They come to get you. The corridor which leads toward the white curtain - and the body - is endless. Your feet are as lead. Your body shakes mean vibrations of apprehension and dread, because... They may not "know". but you do.

They warn you not to touch the body before you enter, and keep an arm anchored on yours to prevent the invasion of your touch upon their evidence.....

The curtain is pulled aside.

The scream inside your head as your body doubles over when you see the always beautifully manicured hair, now matted and limp. Grey green eyes, now closed to the world. gone. For there on the gurney is the lifeless form of your precious offering to the world. Still and grey and unsmiling. Instead surreal hoses extend from his mouth, distorting his face into one you hardly recognize as his. You - from someplace outside yourself - notice his arm hanging down past the sheet covering his already stiffening form, finger extended.  And the pool of blood on the floor beneath it. You are taken from that room, dragged away, back to that place you waited so long ago. just moments ago. And, they bring in the group of teens who moments after you, had raced to be there. and their faces contort into agony as they look upon you, and know without words.

And, his face distorted is the nightmare you see each time you close your eyes. and you begin to pray never to sleep again. You will wake every night from then to the trial with this awful picture.

But, there will be other pictures. Pictures of what lay beneath that sheet.  Pictures of  what they did to the body to try to save the person. cut open and invaded.

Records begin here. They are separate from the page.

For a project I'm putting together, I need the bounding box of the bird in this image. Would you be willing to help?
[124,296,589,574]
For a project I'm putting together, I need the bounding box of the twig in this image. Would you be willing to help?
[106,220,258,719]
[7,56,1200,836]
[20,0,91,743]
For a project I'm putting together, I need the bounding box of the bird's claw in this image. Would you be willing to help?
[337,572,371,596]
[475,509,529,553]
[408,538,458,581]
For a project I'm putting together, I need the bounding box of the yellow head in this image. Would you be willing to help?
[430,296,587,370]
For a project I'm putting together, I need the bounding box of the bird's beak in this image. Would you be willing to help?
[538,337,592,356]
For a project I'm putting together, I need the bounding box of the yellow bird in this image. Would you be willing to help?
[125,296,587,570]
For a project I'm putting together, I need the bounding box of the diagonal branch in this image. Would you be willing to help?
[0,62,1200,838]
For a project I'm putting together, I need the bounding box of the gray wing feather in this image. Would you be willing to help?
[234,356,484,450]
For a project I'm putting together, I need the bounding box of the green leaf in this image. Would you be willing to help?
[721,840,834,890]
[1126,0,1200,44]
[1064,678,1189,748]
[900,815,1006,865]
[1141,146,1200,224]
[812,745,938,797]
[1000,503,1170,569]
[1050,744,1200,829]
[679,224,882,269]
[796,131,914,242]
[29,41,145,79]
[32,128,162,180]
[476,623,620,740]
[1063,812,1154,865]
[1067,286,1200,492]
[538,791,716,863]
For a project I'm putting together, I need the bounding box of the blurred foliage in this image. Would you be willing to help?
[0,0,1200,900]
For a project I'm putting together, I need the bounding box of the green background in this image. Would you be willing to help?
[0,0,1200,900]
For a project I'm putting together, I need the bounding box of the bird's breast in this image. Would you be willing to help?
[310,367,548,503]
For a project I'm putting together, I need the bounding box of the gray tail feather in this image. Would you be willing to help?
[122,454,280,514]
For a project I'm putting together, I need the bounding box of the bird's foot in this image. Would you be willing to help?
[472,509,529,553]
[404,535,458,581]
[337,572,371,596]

And pictures of all that was done to that body to find the bullet and the course that bullet took... Layer upon layer removed and photographed, to become part of the "records" . for viewing in court. A specimen. A slab of meet. A new nightmare.

But, there are far more gruesome nightmares, I know. I am the lucky one. Jim was "only" shot.

And I am lucky that at trial, we got to show other pictures of Jim. Jim alive and laughing. Jim with his friends, family. Always smiling.  And, these are the pictures I choose to recall. have all around my house, an attempt, perhaps, to ward off those other pictures. And, mostly they do. But, now and then I close my eyes, and the picture of that body strikes like a blow. And, the scream begins anew. And my eyes fly open in a rejection of the reality.

If anyone wonders why I am a "weak anti" perhaps these "death pictures" explain. I understand. Yes, I oppose the death penalty, but I do so knowing. If that makes me weak in the eyes of some, so be it.

I  cannot pretend not to understand that other side. I cannot pretend these pictures do not exist. And, I will not do so to further a cause. I know too much.

And, I stand here - this side of the DP fence - in spite of these pictures.
With compassion, and without rebuke, for those "pros" I do understand. those
who also live with "death pictures".